Si elle n’avait pas abandonné le nucléaire, quel serait le bilan carbone de l’Allemagne ?


Si elle n’avait pas abandonné le nucléaire, quel serait le bilan carbone de l’Allemagne ?

La centrale nucléaire de Gundremmingen en Allemagne / Image : Getty, modifiée par RE.

Depuis le 15 avril 2023, plus aucune centrale nucléaire ne génère de l’électricité en Allemagne. L’abandon prématuré de ce mode de production bas-carbone avant même la fin de l’exploitation des centrales au charbon et au gaz font débat. Un chercheur s’est intéressé au coût et aux émissions de CO2 du secteur Allemand de l’électricité si le pays avait gardé et ajouté du nucléaire.

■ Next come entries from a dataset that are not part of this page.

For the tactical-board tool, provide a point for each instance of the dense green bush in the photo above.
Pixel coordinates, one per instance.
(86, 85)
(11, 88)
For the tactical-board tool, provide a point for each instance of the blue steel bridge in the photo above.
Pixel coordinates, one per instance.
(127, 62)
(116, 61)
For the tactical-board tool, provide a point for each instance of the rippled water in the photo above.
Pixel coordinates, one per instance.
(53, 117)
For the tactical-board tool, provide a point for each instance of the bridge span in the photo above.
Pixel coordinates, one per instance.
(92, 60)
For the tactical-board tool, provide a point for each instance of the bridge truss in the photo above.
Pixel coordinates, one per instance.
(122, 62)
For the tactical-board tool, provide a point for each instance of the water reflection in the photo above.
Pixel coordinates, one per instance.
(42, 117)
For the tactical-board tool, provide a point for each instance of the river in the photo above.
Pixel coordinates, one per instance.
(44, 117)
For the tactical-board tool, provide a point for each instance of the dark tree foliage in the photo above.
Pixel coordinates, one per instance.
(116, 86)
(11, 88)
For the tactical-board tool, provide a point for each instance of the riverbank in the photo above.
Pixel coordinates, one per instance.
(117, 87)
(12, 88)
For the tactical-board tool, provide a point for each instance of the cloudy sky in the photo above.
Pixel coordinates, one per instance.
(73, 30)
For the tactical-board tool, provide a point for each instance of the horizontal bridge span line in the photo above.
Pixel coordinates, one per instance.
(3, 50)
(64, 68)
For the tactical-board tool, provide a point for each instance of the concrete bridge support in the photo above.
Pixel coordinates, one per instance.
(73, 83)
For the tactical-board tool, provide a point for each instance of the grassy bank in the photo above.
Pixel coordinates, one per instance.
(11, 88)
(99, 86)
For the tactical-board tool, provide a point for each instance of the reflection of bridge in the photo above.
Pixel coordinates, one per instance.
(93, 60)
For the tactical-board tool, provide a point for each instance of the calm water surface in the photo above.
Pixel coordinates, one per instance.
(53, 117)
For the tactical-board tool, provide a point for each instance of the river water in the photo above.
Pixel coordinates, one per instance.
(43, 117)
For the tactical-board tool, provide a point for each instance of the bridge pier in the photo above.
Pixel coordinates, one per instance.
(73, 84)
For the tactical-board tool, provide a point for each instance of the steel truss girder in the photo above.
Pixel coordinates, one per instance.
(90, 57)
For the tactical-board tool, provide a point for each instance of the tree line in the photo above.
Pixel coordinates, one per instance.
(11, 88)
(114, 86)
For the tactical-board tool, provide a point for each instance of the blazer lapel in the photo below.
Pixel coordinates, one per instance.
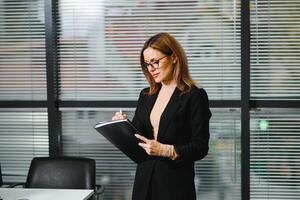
(168, 113)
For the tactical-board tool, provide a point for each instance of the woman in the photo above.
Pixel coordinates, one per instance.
(172, 116)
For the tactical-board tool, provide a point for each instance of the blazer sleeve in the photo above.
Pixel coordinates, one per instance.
(197, 147)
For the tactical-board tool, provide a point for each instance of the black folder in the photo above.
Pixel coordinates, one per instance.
(121, 134)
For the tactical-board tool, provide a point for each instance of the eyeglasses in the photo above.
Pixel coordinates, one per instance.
(154, 64)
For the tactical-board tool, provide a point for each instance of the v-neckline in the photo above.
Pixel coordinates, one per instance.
(171, 100)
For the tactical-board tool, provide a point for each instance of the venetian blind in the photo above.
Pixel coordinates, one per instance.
(274, 154)
(100, 41)
(23, 135)
(22, 50)
(275, 49)
(216, 176)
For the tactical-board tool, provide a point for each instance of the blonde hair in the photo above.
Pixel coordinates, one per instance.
(168, 45)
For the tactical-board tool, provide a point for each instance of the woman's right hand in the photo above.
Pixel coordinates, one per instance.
(119, 115)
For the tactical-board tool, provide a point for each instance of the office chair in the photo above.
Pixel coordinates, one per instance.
(62, 173)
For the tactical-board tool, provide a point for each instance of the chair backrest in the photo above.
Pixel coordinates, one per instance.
(61, 173)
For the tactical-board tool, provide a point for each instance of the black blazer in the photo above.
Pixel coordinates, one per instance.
(184, 124)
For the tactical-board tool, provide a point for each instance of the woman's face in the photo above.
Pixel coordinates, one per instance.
(159, 65)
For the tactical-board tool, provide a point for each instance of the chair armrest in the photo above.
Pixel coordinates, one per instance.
(16, 184)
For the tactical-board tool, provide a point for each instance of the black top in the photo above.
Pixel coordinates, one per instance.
(184, 124)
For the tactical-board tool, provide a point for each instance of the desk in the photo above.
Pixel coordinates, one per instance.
(44, 194)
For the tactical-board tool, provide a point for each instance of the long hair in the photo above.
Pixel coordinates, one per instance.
(168, 45)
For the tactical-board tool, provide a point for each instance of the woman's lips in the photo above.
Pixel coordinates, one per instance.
(155, 75)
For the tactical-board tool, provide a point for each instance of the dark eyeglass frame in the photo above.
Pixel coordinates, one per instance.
(153, 63)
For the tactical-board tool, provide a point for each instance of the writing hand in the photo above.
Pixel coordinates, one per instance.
(152, 147)
(119, 115)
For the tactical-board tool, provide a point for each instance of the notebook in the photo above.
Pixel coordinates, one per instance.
(121, 134)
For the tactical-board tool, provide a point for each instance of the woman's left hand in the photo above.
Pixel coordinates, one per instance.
(152, 147)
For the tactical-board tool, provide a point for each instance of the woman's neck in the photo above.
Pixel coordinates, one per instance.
(170, 83)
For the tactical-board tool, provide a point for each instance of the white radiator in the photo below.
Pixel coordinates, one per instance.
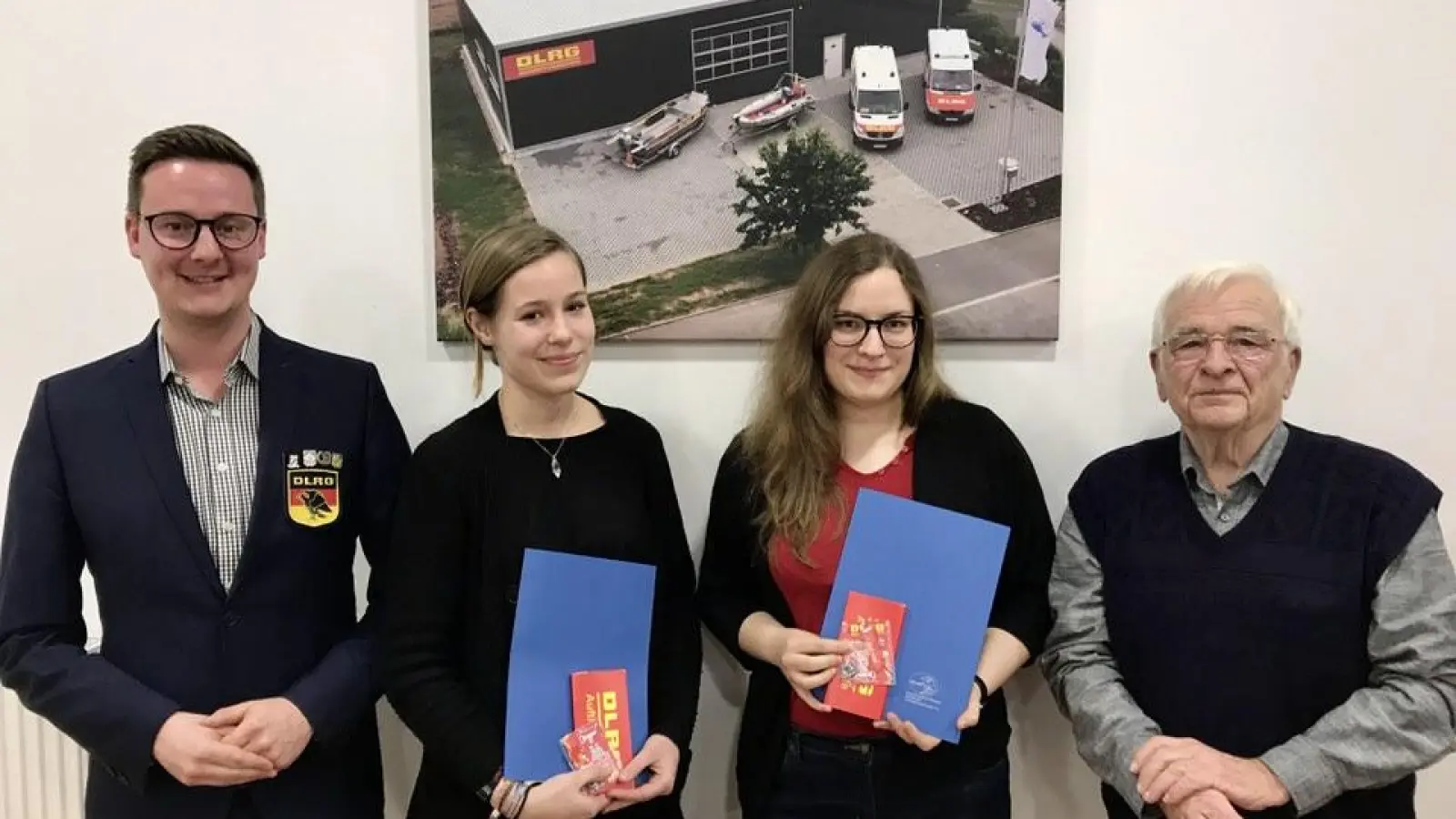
(43, 773)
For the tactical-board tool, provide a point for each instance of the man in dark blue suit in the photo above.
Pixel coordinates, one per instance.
(215, 480)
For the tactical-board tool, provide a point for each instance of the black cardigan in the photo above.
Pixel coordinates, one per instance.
(459, 542)
(967, 460)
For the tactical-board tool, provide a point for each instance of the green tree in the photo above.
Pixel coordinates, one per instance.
(804, 188)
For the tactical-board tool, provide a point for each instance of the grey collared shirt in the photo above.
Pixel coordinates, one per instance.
(1402, 722)
(217, 442)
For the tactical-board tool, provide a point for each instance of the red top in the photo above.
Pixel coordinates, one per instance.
(807, 588)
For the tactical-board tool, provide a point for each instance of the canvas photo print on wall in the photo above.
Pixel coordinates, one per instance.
(698, 152)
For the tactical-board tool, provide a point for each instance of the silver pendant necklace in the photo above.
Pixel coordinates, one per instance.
(555, 460)
(555, 464)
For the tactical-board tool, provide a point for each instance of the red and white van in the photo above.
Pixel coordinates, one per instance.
(950, 76)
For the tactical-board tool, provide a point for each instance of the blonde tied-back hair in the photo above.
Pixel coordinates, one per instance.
(793, 439)
(494, 258)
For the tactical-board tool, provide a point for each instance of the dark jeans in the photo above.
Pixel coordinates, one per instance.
(827, 778)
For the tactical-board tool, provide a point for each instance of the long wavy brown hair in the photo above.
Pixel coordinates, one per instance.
(793, 439)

Depuis vingt ans, l’Allemagne poursuit une politique de transition énergétique. Traduction : l’Energiewende. Son objectif : supprimer progressivement les énergies fossiles et nucléaires au profit des énergies renouvelables. Cependant, cette transition exigeante en ressources et en infrastructures suscite un questionnement croissant. Une étude menée par Jan Emblemsvåg pose la question suivante : que se serait-il passé si, à la place de cette transition renouvelable, l’Allemagne avait fait le choix de maintenir et développer son parc nucléaire ?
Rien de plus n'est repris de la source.